Nadia Halim writes in “Mad Tourists” that in many of Magherini’s case studies “patients report some sense of disintegration” or feel themselves breaking apart. After becoming transfixed by Caravaggio’s Bacchus, a fifty-three-year-old man felt “there was no longer any precise definition” in his life. The New York Times reports an event in front of the same painting, in which a man “collapsed onto the floor of the Uffizi, thrashing about madly. He was carried out on a stretcher, raving and disoriented.”
Also according to the New York Times, a twenty-five-year-old woman named Martha “became ‘delirious’ after standing for a long time before the Fra Angelico paintings in San Marco. She returned to her hotel,” the Times reports, “and stood for a long time in a corner, mute and withdrawn.” A twenty-year-old woman was seized by terror in the Uffizi and screamed for help, believing that she felt “the anguish of breaking into a thousand pieces.” Halim writes that she was “so agitated she had to be physically restrained.”
A 2009 paper in the British Medical Journal describes a seventy-two-year-old artist who went to Florence “to fulfill a lifelong wish to see the art and culture that so inspired him.
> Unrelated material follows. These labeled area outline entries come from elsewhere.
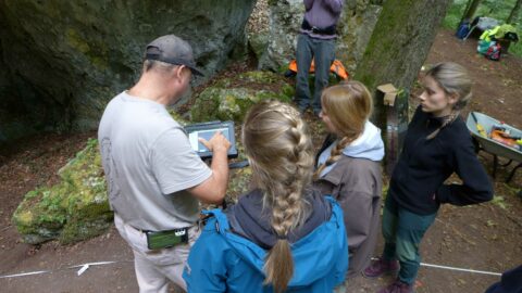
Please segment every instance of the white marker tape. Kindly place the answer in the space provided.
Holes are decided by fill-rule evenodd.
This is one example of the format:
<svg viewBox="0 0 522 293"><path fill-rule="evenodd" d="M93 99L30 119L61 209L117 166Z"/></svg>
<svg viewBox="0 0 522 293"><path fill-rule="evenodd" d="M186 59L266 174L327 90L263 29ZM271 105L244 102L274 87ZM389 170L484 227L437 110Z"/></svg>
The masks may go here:
<svg viewBox="0 0 522 293"><path fill-rule="evenodd" d="M89 265L84 265L76 273L78 276L82 276L87 269L89 268Z"/></svg>
<svg viewBox="0 0 522 293"><path fill-rule="evenodd" d="M378 258L372 257L372 260L377 260ZM447 270L457 270L457 271L465 271L465 272L475 272L475 273L484 273L490 276L502 276L500 272L493 272L493 271L485 271L485 270L474 270L474 269L465 269L465 268L456 268L456 267L448 267L448 266L439 266L439 265L432 265L426 263L421 263L422 267L428 268L439 268L439 269L447 269Z"/></svg>
<svg viewBox="0 0 522 293"><path fill-rule="evenodd" d="M59 270L64 270L64 269L74 269L74 268L79 268L79 270L76 272L78 276L84 273L90 266L103 266L103 265L111 265L111 264L117 264L117 263L134 263L133 260L120 260L120 262L99 262L99 263L87 263L83 265L76 265L76 266L71 266L62 269L55 269L55 270L37 270L37 271L30 271L30 272L21 272L21 273L14 273L14 275L4 275L0 276L0 279L7 279L7 278L17 278L17 277L26 277L26 276L32 276L32 275L42 275L42 273L50 273L53 271L59 271Z"/></svg>
<svg viewBox="0 0 522 293"><path fill-rule="evenodd" d="M22 273L15 273L15 275L5 275L5 276L0 276L0 279L25 277L25 276L32 276L32 275L46 273L46 272L51 272L51 271L50 270L38 270L38 271L22 272Z"/></svg>
<svg viewBox="0 0 522 293"><path fill-rule="evenodd" d="M424 264L424 263L421 263L421 266L430 267L430 268L440 268L440 269L465 271L465 272L476 272L476 273L484 273L484 275L490 275L490 276L502 276L502 275L499 273L499 272L485 271L485 270L474 270L474 269L464 269L464 268L455 268L455 267L447 267L447 266L439 266L439 265L431 265L431 264Z"/></svg>

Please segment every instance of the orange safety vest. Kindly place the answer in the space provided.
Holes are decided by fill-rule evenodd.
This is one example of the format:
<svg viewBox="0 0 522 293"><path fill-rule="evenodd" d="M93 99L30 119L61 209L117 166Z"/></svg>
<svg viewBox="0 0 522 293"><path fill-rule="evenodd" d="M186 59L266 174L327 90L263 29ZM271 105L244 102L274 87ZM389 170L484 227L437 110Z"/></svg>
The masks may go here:
<svg viewBox="0 0 522 293"><path fill-rule="evenodd" d="M290 61L288 64L288 69L297 73L297 61L294 59ZM310 73L313 74L315 72L315 64L314 60L312 59L312 64L310 65ZM332 66L330 66L330 72L336 74L338 77L343 79L348 79L350 75L348 74L348 71L346 71L345 65L339 60L334 60L332 62Z"/></svg>

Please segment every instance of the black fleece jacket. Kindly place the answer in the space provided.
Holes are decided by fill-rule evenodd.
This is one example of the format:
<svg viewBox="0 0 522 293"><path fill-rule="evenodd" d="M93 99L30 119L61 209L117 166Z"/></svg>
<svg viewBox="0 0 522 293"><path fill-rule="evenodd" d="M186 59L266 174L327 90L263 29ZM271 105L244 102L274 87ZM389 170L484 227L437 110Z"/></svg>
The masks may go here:
<svg viewBox="0 0 522 293"><path fill-rule="evenodd" d="M493 199L492 182L462 118L459 116L427 140L440 124L440 118L417 109L389 183L388 196L419 215L437 212L442 203L469 205ZM444 184L453 171L463 183Z"/></svg>

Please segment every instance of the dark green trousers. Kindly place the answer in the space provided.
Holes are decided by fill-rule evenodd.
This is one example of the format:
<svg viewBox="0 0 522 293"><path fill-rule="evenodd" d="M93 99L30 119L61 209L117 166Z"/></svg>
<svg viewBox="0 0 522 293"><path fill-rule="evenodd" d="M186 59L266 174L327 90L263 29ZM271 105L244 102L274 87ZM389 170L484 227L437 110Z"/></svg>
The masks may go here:
<svg viewBox="0 0 522 293"><path fill-rule="evenodd" d="M437 213L418 215L400 207L388 194L383 213L383 235L385 240L383 257L400 263L399 280L412 284L421 265L419 244Z"/></svg>

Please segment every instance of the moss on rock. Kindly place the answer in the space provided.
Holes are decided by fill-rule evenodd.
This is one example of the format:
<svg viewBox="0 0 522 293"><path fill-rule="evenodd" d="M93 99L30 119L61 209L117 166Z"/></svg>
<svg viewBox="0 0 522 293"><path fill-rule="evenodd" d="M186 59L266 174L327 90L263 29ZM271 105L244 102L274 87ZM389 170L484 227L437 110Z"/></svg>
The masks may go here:
<svg viewBox="0 0 522 293"><path fill-rule="evenodd" d="M28 192L13 215L24 242L51 239L72 243L100 234L110 226L107 187L98 141L87 146L59 170L62 180Z"/></svg>
<svg viewBox="0 0 522 293"><path fill-rule="evenodd" d="M294 87L271 72L247 72L234 78L224 78L203 90L192 105L194 122L234 120L241 123L257 102L276 99L290 102Z"/></svg>

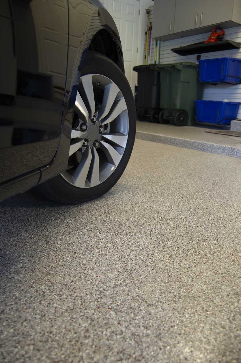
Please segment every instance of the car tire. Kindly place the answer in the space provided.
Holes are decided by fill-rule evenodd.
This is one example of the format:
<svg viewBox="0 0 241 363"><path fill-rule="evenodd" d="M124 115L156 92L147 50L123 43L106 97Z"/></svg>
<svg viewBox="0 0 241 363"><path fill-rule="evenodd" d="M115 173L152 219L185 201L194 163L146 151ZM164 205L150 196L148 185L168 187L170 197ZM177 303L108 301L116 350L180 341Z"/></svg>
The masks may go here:
<svg viewBox="0 0 241 363"><path fill-rule="evenodd" d="M136 125L134 98L125 75L107 57L88 52L75 101L68 167L34 190L67 204L104 194L127 165Z"/></svg>

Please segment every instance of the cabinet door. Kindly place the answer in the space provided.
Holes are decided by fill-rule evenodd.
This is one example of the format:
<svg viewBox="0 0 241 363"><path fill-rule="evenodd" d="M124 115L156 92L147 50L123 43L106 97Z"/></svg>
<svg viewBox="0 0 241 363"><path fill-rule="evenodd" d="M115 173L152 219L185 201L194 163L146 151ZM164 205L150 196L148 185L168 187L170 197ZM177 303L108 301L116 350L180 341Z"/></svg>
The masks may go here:
<svg viewBox="0 0 241 363"><path fill-rule="evenodd" d="M154 2L153 38L173 33L176 0Z"/></svg>
<svg viewBox="0 0 241 363"><path fill-rule="evenodd" d="M174 33L199 27L200 3L199 0L176 0Z"/></svg>
<svg viewBox="0 0 241 363"><path fill-rule="evenodd" d="M219 0L218 2L216 0L203 0L200 5L202 15L200 26L231 20L233 3L233 0Z"/></svg>

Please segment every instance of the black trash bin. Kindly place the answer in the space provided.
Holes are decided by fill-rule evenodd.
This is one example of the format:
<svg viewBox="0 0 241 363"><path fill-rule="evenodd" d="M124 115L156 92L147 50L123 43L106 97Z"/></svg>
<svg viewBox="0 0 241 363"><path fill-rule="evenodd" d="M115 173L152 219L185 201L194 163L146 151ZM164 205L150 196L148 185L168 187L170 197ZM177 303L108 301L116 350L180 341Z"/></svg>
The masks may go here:
<svg viewBox="0 0 241 363"><path fill-rule="evenodd" d="M154 65L136 66L133 68L138 74L137 117L141 121L150 118L156 122L160 108L160 74L158 70L151 69L151 65Z"/></svg>

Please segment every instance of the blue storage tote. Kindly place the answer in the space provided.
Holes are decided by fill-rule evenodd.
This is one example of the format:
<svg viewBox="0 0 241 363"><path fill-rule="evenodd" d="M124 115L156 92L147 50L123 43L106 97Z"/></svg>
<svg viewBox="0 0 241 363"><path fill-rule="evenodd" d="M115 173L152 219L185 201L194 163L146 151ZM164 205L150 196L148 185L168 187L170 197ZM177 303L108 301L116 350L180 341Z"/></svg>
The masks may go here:
<svg viewBox="0 0 241 363"><path fill-rule="evenodd" d="M241 77L241 59L227 57L200 60L198 61L201 82L239 83Z"/></svg>
<svg viewBox="0 0 241 363"><path fill-rule="evenodd" d="M202 101L195 99L196 117L199 122L230 124L236 118L240 102Z"/></svg>

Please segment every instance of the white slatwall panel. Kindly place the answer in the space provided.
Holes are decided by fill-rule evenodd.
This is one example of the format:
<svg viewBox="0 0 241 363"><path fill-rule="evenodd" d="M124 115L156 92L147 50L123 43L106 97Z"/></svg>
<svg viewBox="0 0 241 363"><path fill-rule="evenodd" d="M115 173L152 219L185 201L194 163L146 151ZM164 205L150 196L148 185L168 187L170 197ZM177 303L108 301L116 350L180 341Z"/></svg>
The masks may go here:
<svg viewBox="0 0 241 363"><path fill-rule="evenodd" d="M151 12L150 14L151 14L152 15L153 13L153 11L152 12ZM228 29L225 29L225 39L230 39L234 41L241 42L241 26L230 28ZM187 45L194 43L204 41L207 40L210 34L210 32L190 37L186 37L178 39L161 42L160 62L169 63L177 62L196 62L196 54L184 56L179 56L172 52L171 49L172 48L176 48L182 46ZM154 40L153 41L152 47L154 49ZM154 52L153 50L151 52L150 64L154 63ZM202 54L201 59L221 58L224 57L231 57L234 58L241 59L241 49L204 53ZM158 57L157 60L158 60ZM236 86L232 86L230 85L218 85L217 86L208 85L204 85L203 99L207 101L212 100L215 101L222 101L224 99L228 99L229 101L241 102L241 85L237 85ZM241 105L240 106L241 106ZM238 118L241 118L241 107L240 107L237 117Z"/></svg>

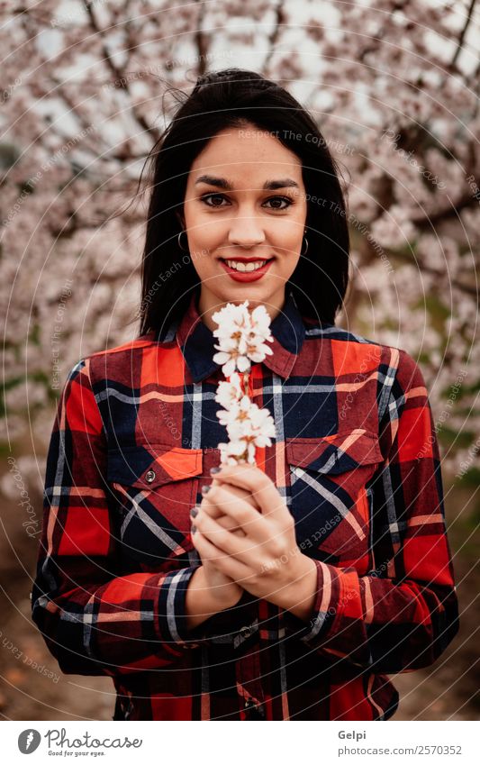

He described some works of art as ‘like seeing old friends.’” The Ponte Vecchio apparently had a particular allure for him, being “the part of Florence he was most eager to visit.” Once he was standing upon it, he had a panic attack, became “disoriented in time,” and became floridly paranoid, believing, among other things, that his hotel room was bugged and that he was being monitored by international airlines. His sym
ptoms resolved in three weeks.
Magherini dubbed the condition Stendhal syndrome after the French author of that name who became overwhelmed as a result of viewing the frescoes in the Church of Santa Croce. Stendhal wrote that as he exited the church, the sight of Brunelleschi’s dome on the Florence Cathedral nearly led him to madness. “I felt a pulsating in my heart,” he wrote about the experience. “Life was draining out of me. I walked with the fear of falling.” He was cured only by sitting down to read the poetry of Ugo Foscolo, who had written about Florence and hence was “a friendly voice to share my anguish.”
The mere existence of these “city syndromes,” as Nadia Halim dubs them, is controversial. Many voices have weighed in to argue that these episodes are merely exacerbations of preexisting psychiatric disease or the initial onsets of mental illnesses that happen to occur in foreign cities. Still others have chalked up the circumstances to jet lag or some other mundane variety of travel-related disorientation. At this point no one knows.
I didn’t meet Colin before he traveled with Amma across the American West. Which came first, the symptoms of his illness or the experience and promise of his transformation? He might have begun to exhibit subtle signs of mental dysregulation before he left to follow Amma, and then the stress and stimuli of travel caused his symptoms to explode. Or he might have been completely healthy before his trip and then gone to the mountains and taken some hallucinogens, at which point his bizarre beliefs and behavior began to emerge and his illness was unmasked. I got to see Colin only when he was already ill, without the benefit of knowing whether holiness, or place, or beauty had anything to do with the mental illness that had derailed him.